Le dialogue social est en stand-by. Pour dépasser cet échec, le gouvernement ne compte-t-il pas augmenter le budget consacré à ce dossier ?
On va s’atteler à mobiliser les ressources financières nécessaires quand on parviendra à un accord. Le chef de gouvernement a mandaté le ministre de l’Intérieur pour communiquer avec toutes les parties.

Comment évaluez-vous le rythme législatif ?
Le bilan législatif est riche et fructueux aussi bien sur le plan quantitatif que qualitatif. Jusque-là, sur un total de 176 projets de loi soumis au Parlement, dont 38 projets de loi de la précédente législature, 143 textes ont été adoptés. Pour la première fois, un gouvernement ne retire pas les projets de loi pour une meilleure exploitation du temps législatif et la poursuite des réformes déjà lancées.
À mi-mandat, presque la moitié des projets lois prévus dans le programme gouvernemental ont été adoptés.

Mais ne pensez-vous pas que le nombre des propositions de loi adoptées reste très modeste par rapport aux projets de loi ?
Nous allons arriver à quelque 14 propositions de loi adoptées en deux années législatives alors que la moyenne, lors des précédentes législatures, était de 20 propositions de loi en cinq ans. L’examen de plus de 40 propositions de loi a été entamé. À mi-mandat, on s’achemine vers la réalisation de ce qui était fait auparavant en une législature.

Mais est-ce suffisant? Êtes-vous satisfait de la situation actuelle en matière d’adoption de propositions de loi ?
On ne peut pas dire que c’est satisfaisant. Cependant, la dynamique de promotion des propositions de loi est enclenchée. Le gouvernement a mis en place une commission interministérielle pour étudier les propositions de loi. Le gouvernement a donné son avis à propos de la majorité des propositions de loi. Le reste suivra le mois prochain. Le gouvernement œuvrera pour mettre en place un mécanisme régulier pour assurer l’efficacité et optimiser l’interaction avec les initiatives législatives des parlementaires. Et dans le cadre de cette interactivité s’inscrit la présentation des versions amendées suite à l’étude et aux concertations avec l’ensemble des acteurs. Par ailleurs, je tiens à souligner que le gouvernement veille à interagir positivement avec les parlementaires, même en ce qui concerne les propositions d’amendement aux projets de loi. Quelque 432 amendements présentés par les parlementaires ont été acceptés sur un total de 643, soit un pourcentage dépassant les 67%. Et la majorité des lois ont été adoptées par consensus.

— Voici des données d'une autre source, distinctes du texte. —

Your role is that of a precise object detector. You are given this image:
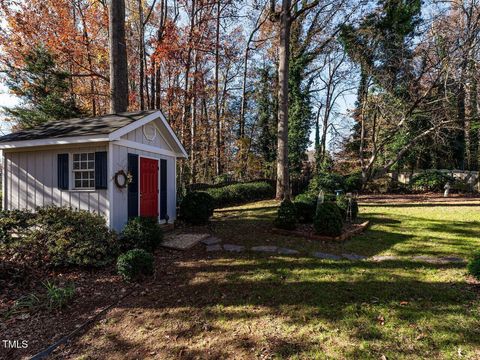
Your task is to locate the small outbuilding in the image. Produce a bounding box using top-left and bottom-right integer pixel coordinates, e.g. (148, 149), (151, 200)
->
(0, 110), (187, 231)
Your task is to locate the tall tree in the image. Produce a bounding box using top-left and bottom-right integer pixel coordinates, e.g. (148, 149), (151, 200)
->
(3, 46), (82, 129)
(109, 0), (128, 113)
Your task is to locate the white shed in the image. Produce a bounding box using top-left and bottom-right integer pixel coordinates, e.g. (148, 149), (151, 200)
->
(0, 110), (187, 231)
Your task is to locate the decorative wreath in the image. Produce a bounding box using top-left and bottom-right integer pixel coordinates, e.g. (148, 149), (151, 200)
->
(113, 170), (132, 189)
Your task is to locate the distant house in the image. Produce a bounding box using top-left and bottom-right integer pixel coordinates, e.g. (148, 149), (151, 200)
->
(0, 111), (187, 231)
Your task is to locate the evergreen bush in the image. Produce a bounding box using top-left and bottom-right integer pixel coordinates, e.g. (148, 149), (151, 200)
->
(117, 249), (154, 281)
(313, 202), (343, 236)
(205, 181), (275, 208)
(337, 195), (358, 220)
(293, 193), (317, 223)
(120, 217), (163, 252)
(180, 191), (215, 225)
(28, 206), (117, 266)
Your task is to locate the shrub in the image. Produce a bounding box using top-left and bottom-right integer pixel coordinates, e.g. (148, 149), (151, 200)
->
(308, 172), (345, 194)
(313, 202), (343, 236)
(345, 172), (363, 192)
(121, 217), (163, 252)
(452, 179), (474, 194)
(205, 181), (275, 208)
(180, 191), (214, 225)
(467, 251), (480, 280)
(293, 193), (317, 223)
(26, 206), (117, 266)
(274, 200), (297, 230)
(0, 210), (35, 245)
(117, 249), (153, 281)
(410, 170), (455, 192)
(43, 280), (75, 310)
(337, 195), (358, 220)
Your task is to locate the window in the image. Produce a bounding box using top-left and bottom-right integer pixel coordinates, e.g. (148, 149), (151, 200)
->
(73, 153), (95, 189)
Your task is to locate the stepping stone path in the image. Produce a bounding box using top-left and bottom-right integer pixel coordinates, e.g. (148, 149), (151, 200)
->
(370, 255), (400, 261)
(342, 254), (367, 260)
(412, 255), (465, 264)
(207, 244), (223, 252)
(251, 246), (278, 253)
(223, 244), (245, 252)
(278, 248), (300, 255)
(312, 252), (342, 260)
(201, 236), (222, 246)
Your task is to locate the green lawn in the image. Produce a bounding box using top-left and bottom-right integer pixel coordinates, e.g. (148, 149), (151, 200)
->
(59, 201), (480, 359)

Parallèlement à la législation, ne faut-il pas se pencher sur l’évaluation de l’implémentation des lois, qui connaît parfois des retards ?
Il s’agit d’une préoccupation on ne peut plus légitime. Il faut en effet que les lois soient accompagnées des textes d’application. L’effort législatif du gouvernement suit d’ailleurs de plus en plus cette orientation à travers notamment l’adoption des textes d’application des lois adoptées lors de la précédente législature comme ceux ayant trait à la régionalisation. À ce titre, plus de 70 décrets, rappelons-le, ont été édités. Pour chaque projet de loi adopté au niveau du gouvernement, il y a au moins trois décrets édités. Un effort important est ainsi déployé. Mais on a besoin de renforcer cet effort et d’actualiser les textes législatifs qui sont désormais dépassés par les dispositions actuelles. Il s’agit de 5.000 textes qui datent de l’époque coloniale. Et le gouvernement est en instance de création d’une haute commission pour l’actualisation des législations.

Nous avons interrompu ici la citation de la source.